Шрифт:
Интервал:
Закладка:
— Что-то случилось, отче?
Богомил вздохнул:
— Да, княже, — огладил темной узкой ладонью длинную, с легкой проседью бороду, сказал: — Ладно ли, что при приближении твоих дружин в осельях начинается колобродье, и самые смирные бегают по улицам, ищут ставленных иудейской властью и удавливают их, накинув им на шею веревку, будь то хоть и сородич их? Но надо сказать, что переметчиков средь россов мало.
— И что же? Тебе это не по нраву? Не по нраву, что смерды расправляются со своими обидчиками? Придет срок, и опустится тишина да благодать на росские земли. А пока… Суров в гневе росс, но и отходчив, и врагу спустит, коль тот принесет ему повинную свою голову.
— В градке Удаловом вятичи пожгли домы, в которых жили чужеземцы, а потом раздели их донага и свели на капище.
— Я слышал, Боги не приняли жертвы? — усмехнулся Святослав. — И тогда их передали в руки древней старухи в черном. Всякая обида да будет отмщена. На том стоит и будет стоять Русь.
Со стороны Удалова градка вдруг донеслись крики, окрашенные в светлые тона, как если бы сородичи встречали близких им людей, а потом послышалось лошадиное ржание, в нем тоже можно было уловить удовлетворение от хорошо выполненной работы. Святослав слету, смаху смял суровость в лице, оно сделалось мягче и светлей, жесткие морщины на лбу разгладились, темные обвислые усы встопорщились и как бы даже повеселели, пуще прежнего взъерошился упрямый клок русых волос на макушке со старанием бритой головы и обрел озорной вид, почему Богомил невольно улыбнулся. Он потому и улыбнулся, что углядел перемену в Святославе, и она пришлась ему по душе. Перед волхвом теперь стоял не суровый воин, отягощенный нелегкими заботами, но едва вошедший в лета отрок, умеющий взять от жизни и малую радость, не упускающий ничего от ближнего мира отлегшее, хотя бы и испуганный трепет деревца, чуть искривленного в тонком стволике, которое он теперь не без сердечной ласковости оглаживал сухой жесткой ладонью, как бы желая сказать, что, если бы все зависело от него, то он подсобил бы деревцу, подвинул бы его поближе к большим, знатно раскидавшим широкие ветви деревам, и тогда, глядишь, оно, сызмала обреченное на одиночество, выправило бы стволик и весело потянулось бы к солнцу, осознав в себе прежде незнамую силу.

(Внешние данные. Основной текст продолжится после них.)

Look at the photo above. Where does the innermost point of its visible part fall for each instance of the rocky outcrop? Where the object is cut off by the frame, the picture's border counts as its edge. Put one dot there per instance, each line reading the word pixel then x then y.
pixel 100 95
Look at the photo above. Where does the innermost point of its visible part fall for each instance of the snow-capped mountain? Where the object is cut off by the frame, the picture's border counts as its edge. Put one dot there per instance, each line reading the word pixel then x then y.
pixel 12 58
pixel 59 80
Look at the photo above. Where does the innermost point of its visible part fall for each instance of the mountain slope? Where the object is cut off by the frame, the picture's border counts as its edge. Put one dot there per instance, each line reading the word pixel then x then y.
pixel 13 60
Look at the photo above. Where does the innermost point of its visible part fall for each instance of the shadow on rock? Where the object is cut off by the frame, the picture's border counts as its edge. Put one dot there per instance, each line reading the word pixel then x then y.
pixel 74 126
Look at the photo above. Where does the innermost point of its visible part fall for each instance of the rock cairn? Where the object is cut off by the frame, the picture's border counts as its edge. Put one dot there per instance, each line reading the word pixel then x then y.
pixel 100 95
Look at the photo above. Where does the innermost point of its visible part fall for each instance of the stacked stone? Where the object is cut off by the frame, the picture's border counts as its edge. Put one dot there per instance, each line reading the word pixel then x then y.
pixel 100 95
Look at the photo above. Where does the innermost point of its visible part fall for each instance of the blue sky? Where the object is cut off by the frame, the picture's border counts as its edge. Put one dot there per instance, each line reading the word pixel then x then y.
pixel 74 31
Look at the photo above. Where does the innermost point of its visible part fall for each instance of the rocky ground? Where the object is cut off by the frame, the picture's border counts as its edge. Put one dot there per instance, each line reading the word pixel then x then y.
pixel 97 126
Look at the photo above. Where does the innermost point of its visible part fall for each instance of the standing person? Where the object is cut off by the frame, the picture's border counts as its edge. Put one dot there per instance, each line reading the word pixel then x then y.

— Удал вернулся, — сказал Святослав и уж намеревался стронуться с места и направить стопы в градок вятичей, чтобы встретить светлого князя, когда ближние заросли раздвинулись и к нему подъехал на белом, в желтых крапинах, скакуне сам Удал. Спрыгнул с седла и, покачиваясь на длинных ногах, вяловатых после долгой скачки, подошел к Святославу и обнял его правой рукой, позвенивая серебряными бляхами, нашитыми на рукав златотканной куртки:
— Княже… княже…княже…
— Ну, что, проводил атабека? — спросил Святослав, пуще прежнего светлея в лице.
— До Самватаса. Там летголь со князцом оставил, попросил пошуметь у крепостных стен.
Святослав был доволен:
— Добро! Стало быть, завтра выступаем!
Он, кажется, сумел обмануть воевод Песаха. А коль так, то и будет путь его до Итиля много легче, хотя и раза в три длиннее.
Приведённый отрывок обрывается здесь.